GAM 2018 Blog
- Published: Friday, April 20 2018 09:00
By Daniela De Paulis
Since starting my collaboration with Astronomers Without Borders in 2010, my work as an artist has changed, shifting from a mostly studio-based practice, to an interdisciplinary and global venture. My current work involves international collaborations with astronomers, radio astronomers, neuroscientists and people from all walks of life. It is amazing for me to help organising every year the art programme for Global Astronomy Month and to present my project OPTICKS to a worldwide audience. Thanks to my collaboration with AWB, OPTICKS has developed into an international event, during which we send to the Moon and back images submitted by our world wide community, turning each event into a unique experience.

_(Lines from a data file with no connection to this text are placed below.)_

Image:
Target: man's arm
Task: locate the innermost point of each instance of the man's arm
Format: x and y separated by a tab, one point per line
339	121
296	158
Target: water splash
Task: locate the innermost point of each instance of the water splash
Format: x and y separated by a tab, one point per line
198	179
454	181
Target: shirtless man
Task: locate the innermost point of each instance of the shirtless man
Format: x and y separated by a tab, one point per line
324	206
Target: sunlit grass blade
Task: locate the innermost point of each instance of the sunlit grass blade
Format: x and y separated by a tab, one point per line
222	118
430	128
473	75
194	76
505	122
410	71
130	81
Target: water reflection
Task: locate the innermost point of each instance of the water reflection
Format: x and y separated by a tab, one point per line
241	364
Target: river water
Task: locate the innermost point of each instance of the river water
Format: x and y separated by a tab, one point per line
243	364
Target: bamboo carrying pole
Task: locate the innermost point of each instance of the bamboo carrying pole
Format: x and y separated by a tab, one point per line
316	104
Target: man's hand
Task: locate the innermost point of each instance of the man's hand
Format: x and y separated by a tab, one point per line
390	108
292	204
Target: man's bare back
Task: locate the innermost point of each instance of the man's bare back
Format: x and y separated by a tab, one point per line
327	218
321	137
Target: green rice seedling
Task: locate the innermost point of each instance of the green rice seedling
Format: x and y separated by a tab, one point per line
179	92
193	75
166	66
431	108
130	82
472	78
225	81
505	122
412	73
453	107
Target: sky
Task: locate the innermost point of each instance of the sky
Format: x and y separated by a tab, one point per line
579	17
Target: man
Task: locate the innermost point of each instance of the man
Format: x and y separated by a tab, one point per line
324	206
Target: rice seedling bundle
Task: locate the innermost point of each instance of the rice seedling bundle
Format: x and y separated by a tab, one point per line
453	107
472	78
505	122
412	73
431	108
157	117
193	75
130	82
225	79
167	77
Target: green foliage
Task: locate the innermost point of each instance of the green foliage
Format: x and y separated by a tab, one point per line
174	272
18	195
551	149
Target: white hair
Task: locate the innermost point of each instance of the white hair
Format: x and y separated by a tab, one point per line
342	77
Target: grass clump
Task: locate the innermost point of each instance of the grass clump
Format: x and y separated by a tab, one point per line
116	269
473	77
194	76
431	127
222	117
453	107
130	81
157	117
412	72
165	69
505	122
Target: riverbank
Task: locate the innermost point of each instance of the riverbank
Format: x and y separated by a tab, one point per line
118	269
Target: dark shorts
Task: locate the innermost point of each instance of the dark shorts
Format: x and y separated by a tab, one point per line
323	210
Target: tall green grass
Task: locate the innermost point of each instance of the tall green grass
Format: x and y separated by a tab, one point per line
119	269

This year OPTICKS was truly special: I invited playwright/director Ione to participate for a homage to her life partner and noted composer Pauline Oliveros. I have been long inspired by Oliveros's work and her experimental pioneering approach to sound and music. In 1987, Oliveros staged for the first time the performance 'Echoes from the Moon', at the end of which she had people queuing to speak to the Moon and back via a phone line, using the Moonbounce technology. Oliveros and Ione repeated the performance several times throughout the years, always drawing great enthusiasm from the participants. For GAM 2018, I asked Ione if she would be interested in collaborating in attempting to re-create the excitement of 'Echoes from the Moon' by having members of our global community tuning in for a few minutes during our live online show and speak to the Moon and back. Ione thought the idea was wonderful and accepted the technical challenges posed by the experiment. For 'OPTICKS/Echoes from the Moon', we had a fantastic international panel, featuring Ione, our very own Andrew Fazekas and Jessica Santascoy, Scot- Gresham Lancaster, a long term collaborator of Ione and Pauline Oliveros, Jan van Muilwijk, my collaborator in all my OPTICKS endeavors, radio astronomer Roy Smits, myself and Tanguy Roussel, a student of mine from the Académie des Beaux Arts in Paris. Together we had a flowing conversation about art, science, the Moon, the technical challenges required to perform each of these events using Moonbounce in real time. As always, we presented the programme from the cabin of the Dwingeloo radio telescope in The Netherlands, a 25 metres dish that can receive very strong echoes from the Moon. After reflecting off the Moon the wonderful images submitted by friends and people from all over the world, we opened the panel to our online community, with people entering the 'virtual' room on FB live from the US, India and Malaysia to say a brief sentence to the Moon and hear the echo of their voices. At the end of the show, Ione performed her poem 'Moon, Mond, Luna, Lune' which created a poignant meditative silence in our panel discussion. We are looking forward to presenting 'OPTICKS/Echoes from the Moon' again in the near future, in collaboration with Ione and Scot and with the virtual presence of Pauline and her intense pursue for experimentation.